Innovation11 February 2016
Our journey to the cloud at Netflix began in August of 2008, when we experienced a major database corruption and for three days could not ship DVDs to our members. That is when we realized that we had to move away from vertically scaled single points of failure, like relational databases in our datacenter, towards highly reliable, horizontally scalable, distributed systems in the cloud. We chose Amazon Web Services (AWS) as our cloud provider because it provided us with the greatest scale and the broadest set of services and features. The majority of our systems, including all customer-facing services, had been migrated to the cloud prior to 2015. Since then, we've been taking the time necessary to figure out a secure and durable cloud path for our billing infrastructure as well as all aspects of our customer and employee data management. We are happy to report that in early January, 2016, after seven years of diligent effort, we have finally completed our cloud migration and shut down the last remaining data center bits used by our streaming service!
Moving to the cloud has brought Netflix a number of benefits. We have eight times as many streaming members than we did in 2008, and they are much more engaged, with overall viewing growing by three orders of magnitude in eight years:
The Netflix product itself has continued to evolve rapidly, incorporating many new resource-hungry features and relying on ever-growing volumes of data. Supporting such rapid growth would have been extremely difficult out of our own data centers; we simply could not have racked the servers fast enough. Elasticity of the cloud allows us to add thousands of virtual servers and petabytes of storage within minutes, making such an expansion possible. On January 6, 2016, Netflix expanded its service to over 130 new countries, becoming a truly global Internet TV network. Leveraging multiple AWS cloud regions, spread all over the world, enables us to dynamically shift around and expand our global infrastructure capacity, creating a better and more enjoyable streaming experience for Netflix members wherever they are.
We rely on the cloud for all of our scalable computing and storage needs — our business logic, distributed databases and big data processing/analytics, recommendations, transcoding, and hundreds of other functions that make up the Netflix application.
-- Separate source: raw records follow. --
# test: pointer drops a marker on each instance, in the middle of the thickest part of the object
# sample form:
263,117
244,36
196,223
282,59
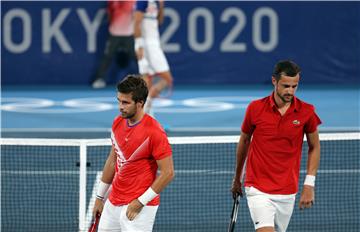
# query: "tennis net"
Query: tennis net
49,185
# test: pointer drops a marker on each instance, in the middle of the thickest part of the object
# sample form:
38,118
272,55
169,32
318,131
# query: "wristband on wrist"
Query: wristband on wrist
147,196
139,43
102,189
309,180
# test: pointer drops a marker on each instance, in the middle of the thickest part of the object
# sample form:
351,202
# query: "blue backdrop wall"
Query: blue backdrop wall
205,42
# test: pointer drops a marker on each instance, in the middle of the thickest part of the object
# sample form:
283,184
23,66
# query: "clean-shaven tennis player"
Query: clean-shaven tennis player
271,143
140,148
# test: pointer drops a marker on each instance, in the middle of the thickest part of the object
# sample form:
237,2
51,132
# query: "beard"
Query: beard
286,97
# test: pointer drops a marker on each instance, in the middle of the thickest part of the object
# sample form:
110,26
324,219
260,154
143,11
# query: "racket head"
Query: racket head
94,223
234,214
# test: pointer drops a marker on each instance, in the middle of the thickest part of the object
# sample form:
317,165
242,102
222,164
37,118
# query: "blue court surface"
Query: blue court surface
190,110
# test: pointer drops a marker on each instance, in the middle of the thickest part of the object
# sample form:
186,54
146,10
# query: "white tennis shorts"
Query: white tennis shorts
114,219
154,60
269,209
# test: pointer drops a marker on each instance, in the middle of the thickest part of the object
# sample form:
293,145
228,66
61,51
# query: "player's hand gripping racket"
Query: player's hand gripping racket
94,224
234,214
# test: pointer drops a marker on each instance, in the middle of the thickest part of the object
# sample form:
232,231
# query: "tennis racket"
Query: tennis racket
234,214
94,224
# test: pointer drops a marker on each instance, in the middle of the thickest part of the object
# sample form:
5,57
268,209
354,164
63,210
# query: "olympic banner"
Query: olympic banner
206,43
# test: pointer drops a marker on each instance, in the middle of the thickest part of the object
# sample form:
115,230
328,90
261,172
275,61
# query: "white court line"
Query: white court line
194,171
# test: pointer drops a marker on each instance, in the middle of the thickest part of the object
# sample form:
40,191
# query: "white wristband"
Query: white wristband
139,43
147,196
309,180
102,189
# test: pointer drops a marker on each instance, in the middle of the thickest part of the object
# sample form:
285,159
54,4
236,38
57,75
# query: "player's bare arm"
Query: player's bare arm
139,41
166,168
107,177
307,197
241,153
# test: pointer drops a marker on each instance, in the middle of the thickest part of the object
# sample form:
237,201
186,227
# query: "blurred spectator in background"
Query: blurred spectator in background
120,43
151,59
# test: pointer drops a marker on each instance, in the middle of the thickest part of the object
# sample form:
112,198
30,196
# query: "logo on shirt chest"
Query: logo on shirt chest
296,122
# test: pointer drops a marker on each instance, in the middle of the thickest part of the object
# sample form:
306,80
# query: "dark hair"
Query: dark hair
285,68
134,84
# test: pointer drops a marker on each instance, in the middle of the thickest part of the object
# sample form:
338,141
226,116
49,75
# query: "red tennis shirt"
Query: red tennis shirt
137,148
273,161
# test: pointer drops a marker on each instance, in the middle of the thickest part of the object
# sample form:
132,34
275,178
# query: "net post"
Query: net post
82,186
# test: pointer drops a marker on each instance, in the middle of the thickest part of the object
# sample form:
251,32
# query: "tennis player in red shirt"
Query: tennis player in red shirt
140,148
271,143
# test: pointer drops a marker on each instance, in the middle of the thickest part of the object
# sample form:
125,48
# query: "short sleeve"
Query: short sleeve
312,124
160,145
247,126
141,5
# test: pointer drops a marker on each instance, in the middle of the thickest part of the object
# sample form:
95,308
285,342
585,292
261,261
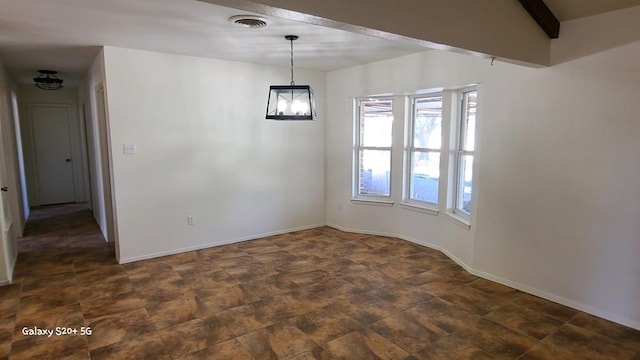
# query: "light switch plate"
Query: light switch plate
129,149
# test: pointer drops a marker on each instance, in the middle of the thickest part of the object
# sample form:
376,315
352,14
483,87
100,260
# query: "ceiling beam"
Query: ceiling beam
543,16
495,28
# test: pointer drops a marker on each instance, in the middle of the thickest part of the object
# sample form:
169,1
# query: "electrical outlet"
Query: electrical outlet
129,149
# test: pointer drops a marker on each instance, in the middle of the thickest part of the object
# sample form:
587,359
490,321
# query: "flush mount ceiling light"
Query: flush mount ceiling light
291,102
249,21
47,80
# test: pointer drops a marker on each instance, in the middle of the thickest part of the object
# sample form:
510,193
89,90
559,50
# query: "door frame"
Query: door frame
104,157
33,161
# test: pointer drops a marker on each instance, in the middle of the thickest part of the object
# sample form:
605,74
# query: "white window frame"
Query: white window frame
411,149
358,147
460,152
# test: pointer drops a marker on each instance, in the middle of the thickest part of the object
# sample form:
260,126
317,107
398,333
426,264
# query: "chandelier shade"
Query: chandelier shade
291,102
47,80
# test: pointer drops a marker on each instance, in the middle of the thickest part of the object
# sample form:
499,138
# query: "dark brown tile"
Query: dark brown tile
110,305
443,314
279,341
493,288
607,328
545,351
451,347
219,298
525,321
70,347
365,344
145,347
402,297
407,332
195,335
168,287
169,313
473,300
590,344
115,328
270,286
364,308
325,324
318,353
228,350
496,340
246,318
547,307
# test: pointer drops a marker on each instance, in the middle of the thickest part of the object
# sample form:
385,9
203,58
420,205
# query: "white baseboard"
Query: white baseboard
218,243
543,294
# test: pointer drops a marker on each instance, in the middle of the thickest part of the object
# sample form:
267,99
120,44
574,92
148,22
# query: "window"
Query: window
464,153
372,155
425,143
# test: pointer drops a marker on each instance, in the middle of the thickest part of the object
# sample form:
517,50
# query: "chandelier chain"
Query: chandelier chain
292,82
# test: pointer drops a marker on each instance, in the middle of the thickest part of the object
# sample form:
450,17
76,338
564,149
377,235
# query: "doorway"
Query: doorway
53,170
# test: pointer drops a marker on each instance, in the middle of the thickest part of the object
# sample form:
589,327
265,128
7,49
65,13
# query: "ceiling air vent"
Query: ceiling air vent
249,21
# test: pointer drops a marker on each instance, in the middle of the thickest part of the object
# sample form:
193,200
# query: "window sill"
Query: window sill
458,220
374,202
420,208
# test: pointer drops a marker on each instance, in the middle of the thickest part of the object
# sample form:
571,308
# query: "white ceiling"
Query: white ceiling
65,35
573,9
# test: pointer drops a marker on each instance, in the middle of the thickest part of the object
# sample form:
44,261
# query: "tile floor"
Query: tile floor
315,294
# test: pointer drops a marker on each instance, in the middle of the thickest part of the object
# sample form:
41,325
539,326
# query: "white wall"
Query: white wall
87,90
556,204
205,149
11,206
29,95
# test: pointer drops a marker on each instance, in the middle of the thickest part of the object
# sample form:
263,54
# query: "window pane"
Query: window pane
425,175
376,120
464,190
427,124
374,172
469,121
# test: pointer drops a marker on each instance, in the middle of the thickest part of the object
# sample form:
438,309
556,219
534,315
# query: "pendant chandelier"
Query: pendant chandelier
291,102
47,80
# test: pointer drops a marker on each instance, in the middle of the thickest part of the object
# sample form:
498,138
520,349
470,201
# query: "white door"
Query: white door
52,150
5,211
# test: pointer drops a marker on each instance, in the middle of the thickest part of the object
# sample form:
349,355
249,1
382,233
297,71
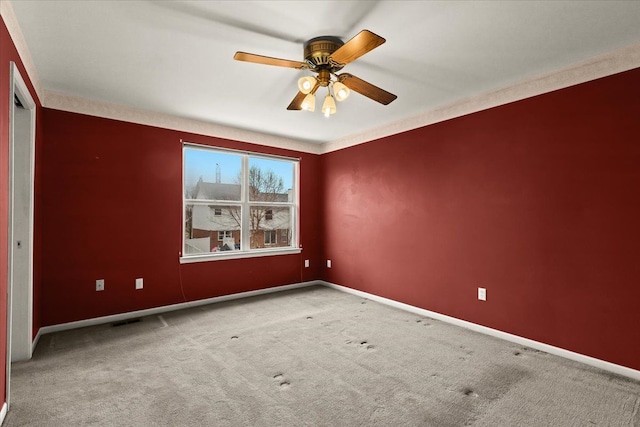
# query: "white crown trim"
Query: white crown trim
10,20
75,104
614,62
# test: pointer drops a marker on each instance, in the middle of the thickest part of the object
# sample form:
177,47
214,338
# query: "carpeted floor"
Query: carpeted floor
307,357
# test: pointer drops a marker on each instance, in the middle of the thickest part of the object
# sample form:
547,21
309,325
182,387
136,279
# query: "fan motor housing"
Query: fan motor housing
318,50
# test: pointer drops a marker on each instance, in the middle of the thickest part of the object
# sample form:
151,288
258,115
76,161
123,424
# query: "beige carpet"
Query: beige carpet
309,357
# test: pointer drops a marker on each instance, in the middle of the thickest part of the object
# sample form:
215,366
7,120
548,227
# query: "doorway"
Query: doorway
22,120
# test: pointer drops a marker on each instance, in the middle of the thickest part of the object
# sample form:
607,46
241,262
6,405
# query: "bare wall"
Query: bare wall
537,201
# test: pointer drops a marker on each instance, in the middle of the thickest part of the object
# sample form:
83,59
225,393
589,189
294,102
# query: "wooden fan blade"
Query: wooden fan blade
296,104
366,89
267,60
362,43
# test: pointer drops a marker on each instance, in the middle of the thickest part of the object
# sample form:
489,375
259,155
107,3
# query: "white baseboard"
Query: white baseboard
587,360
3,412
167,308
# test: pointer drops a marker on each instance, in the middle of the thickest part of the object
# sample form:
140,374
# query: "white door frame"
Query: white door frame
20,344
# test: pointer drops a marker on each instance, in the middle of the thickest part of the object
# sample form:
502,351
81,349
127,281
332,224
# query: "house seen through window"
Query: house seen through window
237,202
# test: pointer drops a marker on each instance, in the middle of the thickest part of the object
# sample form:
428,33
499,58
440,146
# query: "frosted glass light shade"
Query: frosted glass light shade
306,84
341,91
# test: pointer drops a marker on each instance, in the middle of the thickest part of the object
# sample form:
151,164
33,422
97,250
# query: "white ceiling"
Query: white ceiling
177,57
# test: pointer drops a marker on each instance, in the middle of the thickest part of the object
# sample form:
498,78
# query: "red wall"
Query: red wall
538,201
112,209
8,54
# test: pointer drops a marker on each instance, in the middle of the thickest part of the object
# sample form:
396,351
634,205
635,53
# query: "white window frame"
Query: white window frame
245,204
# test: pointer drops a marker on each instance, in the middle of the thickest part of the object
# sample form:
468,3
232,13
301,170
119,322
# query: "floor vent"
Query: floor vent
126,322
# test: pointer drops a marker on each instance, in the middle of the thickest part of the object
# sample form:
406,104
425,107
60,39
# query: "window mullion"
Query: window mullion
246,219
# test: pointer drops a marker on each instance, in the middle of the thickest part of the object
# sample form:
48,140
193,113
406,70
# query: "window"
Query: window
223,234
246,201
270,237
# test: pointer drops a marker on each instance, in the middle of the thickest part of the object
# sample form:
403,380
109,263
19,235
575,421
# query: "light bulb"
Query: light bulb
341,91
306,84
309,103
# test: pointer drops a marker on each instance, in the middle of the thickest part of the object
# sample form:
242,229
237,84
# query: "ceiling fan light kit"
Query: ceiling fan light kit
325,56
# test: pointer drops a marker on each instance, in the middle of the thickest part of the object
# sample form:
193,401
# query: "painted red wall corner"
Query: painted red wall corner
537,201
8,54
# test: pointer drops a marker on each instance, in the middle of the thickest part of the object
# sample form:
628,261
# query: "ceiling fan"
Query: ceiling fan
325,56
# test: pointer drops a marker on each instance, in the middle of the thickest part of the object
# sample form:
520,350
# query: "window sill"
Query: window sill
238,255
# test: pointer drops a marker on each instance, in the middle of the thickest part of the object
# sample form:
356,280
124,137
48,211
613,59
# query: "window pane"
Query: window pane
270,180
207,232
212,175
269,233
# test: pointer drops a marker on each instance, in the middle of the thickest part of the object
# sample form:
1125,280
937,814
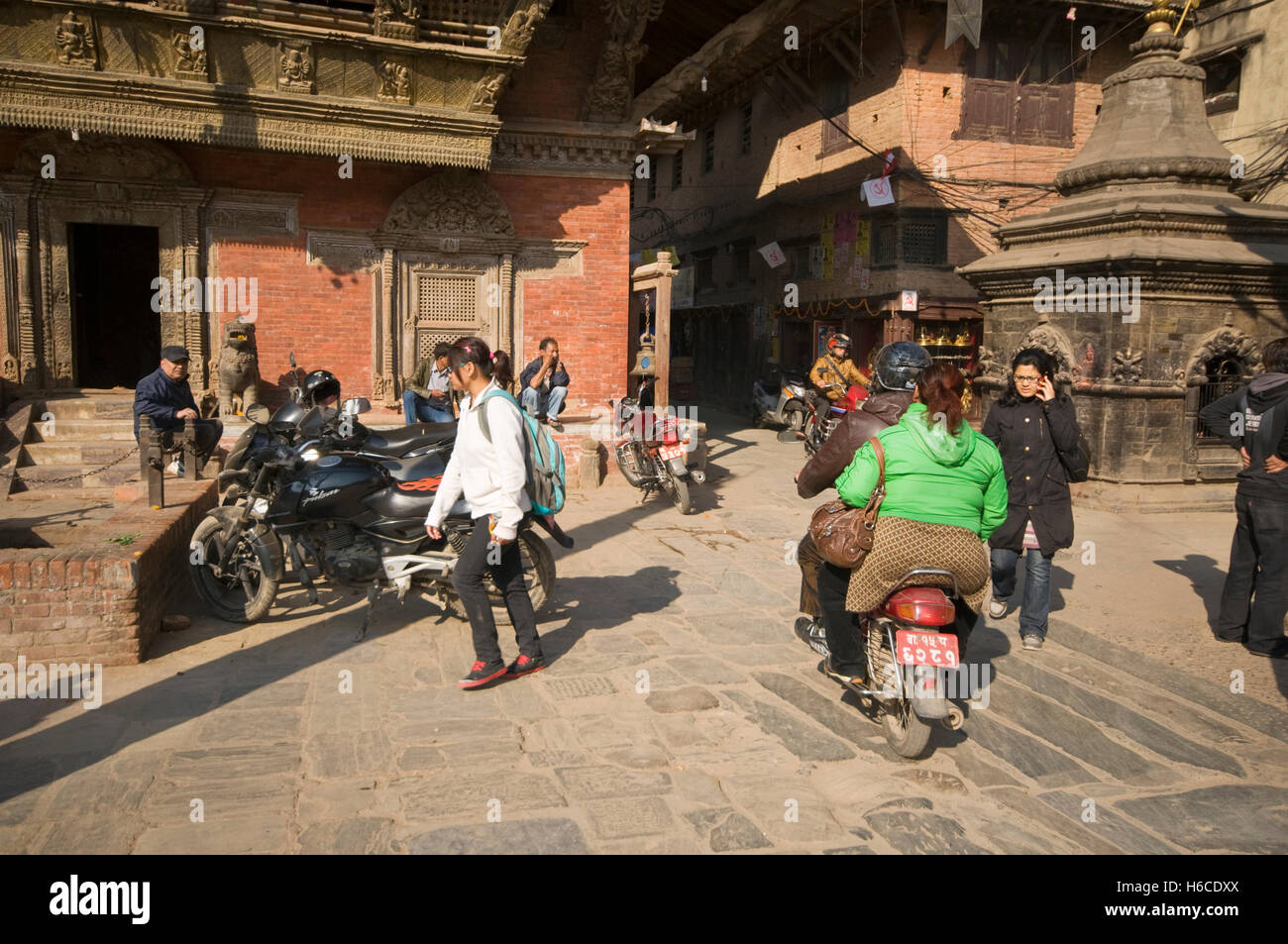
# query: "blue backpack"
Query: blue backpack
545,484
Video is delivered through Netflix Open Connect, our content delivery network that is distributed globally to efficiently deliver our bits to members’ devices.
The cloud also allowed us to significantly increase our service availability. There were a number of outages in our data centers, and while we have hit some inevitable rough patches in the cloud, especially in the earlier days of cloud migration, we saw a steady increase in our overall availability, nearing our desired goal of four nines of service uptime. Failures are unavoidable in any large scale distributed system, including a cloud-based one. However, the cloud allows one to build highly reliable services out of fundamentally unreliable but redundant components. By incorporating the principles of redundancy and graceful degradation in our architecture, and being disciplined about regular production drills using Simian Army, it is possible to survive failures in the cloud infrastructure and within our own systems without impacting the member experience.
Cost reduction was not the main reason we decided to move to the cloud. However, our cloud costs per streaming start ended up being a fraction of those in the data center -- a welcome side benefit. This is possible due to the elasticity of the cloud, enabling us to continuously optimize instance type mix and to grow and shrink our footprint near-instantaneously without the need to maintain large capacity buffers. We can also benefit from the economies of scale that are only possible in a large cloud ecosystem.
Given the obvious benefits of the cloud, why did it take us a full seven years to complete the migration? The truth is, moving to the cloud was a lot of hard work, and we had to make a number of difficult choices along the way. Arguably, the easiest way to move to the cloud is to forklift all of the systems, unchanged, out of the data center and drop them in AWS. But in doing so, you end up moving all the problems and limitations of the data center along with it. Instead, we chose the cloud-native approach, rebuilding virtually all of our technology and fundamentally changing the way we operate the company. Architecturally, we migrated from a monolithic app to hundreds of micro-services, and denormalized and our data model, using NoSQL databases. Budget approvals, centralized release coordination and multi-week hardware provisioning cycles made way to continuous delivery, engineering teams making independent decisions using self service tools in a loosely coupled DevOps environment, helping accelerate innovation. Many new systems had to be built, and new skills learned. It took time and effort to transform Netflix into a cloud-native company, but it put us in a much better position to continue to grow and become a global TV network.
Netflix streaming technology has come a long way over the past few years, and it feels great to finally not be constrained by the limitations we've previously faced. As the cloud is still quite new to many of us in the industry, there are many questions to answer and problems to solve. Through initiatives such as Netflix Open Source, we hope to continue collaborating with great technology minds out there and together address all of these challenges.
-Yury Izrailevsky, Stevan Vlaovic and Ruslan Meshenberg